One such proactive company in North Dakota is KLJ, a nationally renowned and reputable engineering firm based in Bismarck. KLJ identified early on the need for information security services and has since launched CyberNet Security Solutions. One of their cyber security team members is Tim Swartz, who gets paid to find flaws in systems via penetration testing for KLJ and customers. Swartz generously and graciously began volunteering his free time at Mary two years ago after Fennewald and the three students witnessed first-hand his expertise. They were so impressed that they asked him to come back once a week for the 457-level class called Advanced Programming Topics.

When you talk to people who know Swartz, without hesitation they use words like prodigy, genius and brilliant. Those same people are quick to add that Swartz would never use those words to describe himself, noting his humble and soft-spoken demeanor.

“While a large portion of the security knowledge I have is directed towards breaking into systems, the students have shown a greater desire to gain knowledge about creating protection tools,” commented Swartz.
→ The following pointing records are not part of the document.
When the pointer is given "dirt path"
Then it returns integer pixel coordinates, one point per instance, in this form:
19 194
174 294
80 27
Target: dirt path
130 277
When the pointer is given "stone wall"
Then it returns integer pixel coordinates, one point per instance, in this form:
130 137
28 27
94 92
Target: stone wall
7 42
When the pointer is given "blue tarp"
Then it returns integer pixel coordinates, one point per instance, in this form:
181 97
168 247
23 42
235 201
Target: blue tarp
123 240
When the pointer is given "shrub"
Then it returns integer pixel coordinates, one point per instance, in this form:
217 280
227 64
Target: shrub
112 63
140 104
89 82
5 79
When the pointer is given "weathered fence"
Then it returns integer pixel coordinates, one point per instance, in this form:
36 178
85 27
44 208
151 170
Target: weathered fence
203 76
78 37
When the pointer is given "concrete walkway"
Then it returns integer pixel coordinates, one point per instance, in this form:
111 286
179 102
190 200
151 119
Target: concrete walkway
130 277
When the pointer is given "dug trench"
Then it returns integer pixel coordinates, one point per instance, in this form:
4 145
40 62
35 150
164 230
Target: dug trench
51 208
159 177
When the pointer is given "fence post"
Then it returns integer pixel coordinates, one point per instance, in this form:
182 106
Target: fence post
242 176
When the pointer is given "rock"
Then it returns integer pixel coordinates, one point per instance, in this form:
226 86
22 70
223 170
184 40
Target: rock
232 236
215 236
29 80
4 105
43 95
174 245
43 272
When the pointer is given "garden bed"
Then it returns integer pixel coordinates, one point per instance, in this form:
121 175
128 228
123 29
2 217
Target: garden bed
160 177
Protection software is where the three students have taken their programming skills to an advanced level that is off the charts thanks to Fennewald’s teaching and Swartz’s mentoring. The three students are designing a program now that remains nameless, probably because it is not yet finished, but Dubiel refers to as the USB Locker. In laymen’s terms, it requires a user to have an USB drive inserted into the computer for a login. When the drive is removed it locks the computer. Dubiel credits Fennewald and Swartz for continually trying to poke holes into their idea to help make it better and more refined — and it’s working. The students are now taking their idea one step further by creating a program that doesn’t require a USB drive, but simply allows a user to walk away from the computer or device to break the connection thus locking the computer.

“Little ideas can solve big problems,” stated Swartz.

Computer science students team up to create various software for community projects. Some applications are designed for cyber security and programs that help students with math and provide out of town students an app for ride sharing.

Computer science students team up to create various software for community projects. Some applications are designed for cyber security and programs that help students with math and provide out of town students an app for ride sharing.















“I think this is pretty unique for any college or university of any size,” said Fennewald. “I am certainly very proud of them for not only putting in hours of class time but countless extra time on their own to bring this and other ideas to fruition in real-life applications. One potential area that sets the University of Mary apart from other colleges is the large program projects created as community service projects and the ability to use these projects to consider coding challenges that help prevent cyber security leaks.”

A lot of those ideas come to Dubiel while he is sleeping, or as he puts it, losing sleep.

“I would lie down for hours trying to sleep while my mind plays a simple, but strategic game of cat and mouse,” he said. “I would think like a hacker, and visualize all the points that I could get in and steal information, just to switch over to the good guy and say, ‘Oh, not so fast. A little program I can write can stop you in your tracks.’ I would then just get up at three in the morning, open my laptop and begin creating the layer of defense I just thought up. And as far as sleep goes? I’ll just postpone it to tomorrow night. In today’s world it is either hack or be hacked.”

Whether they are mad scientists or not is debatable. But, one thing is undeniable; they are mad — mad about the current state of cyber vulnerability in today’s personal environment and working environment and want to do something about it. Their intent now is not only uphold the Christian, Catholic and Benedictine values that make up the foundation of the University of Mary, but echo the words of Dr. John Warford, dean of the Gary Tharaldson School of Business, to be a “force for good.”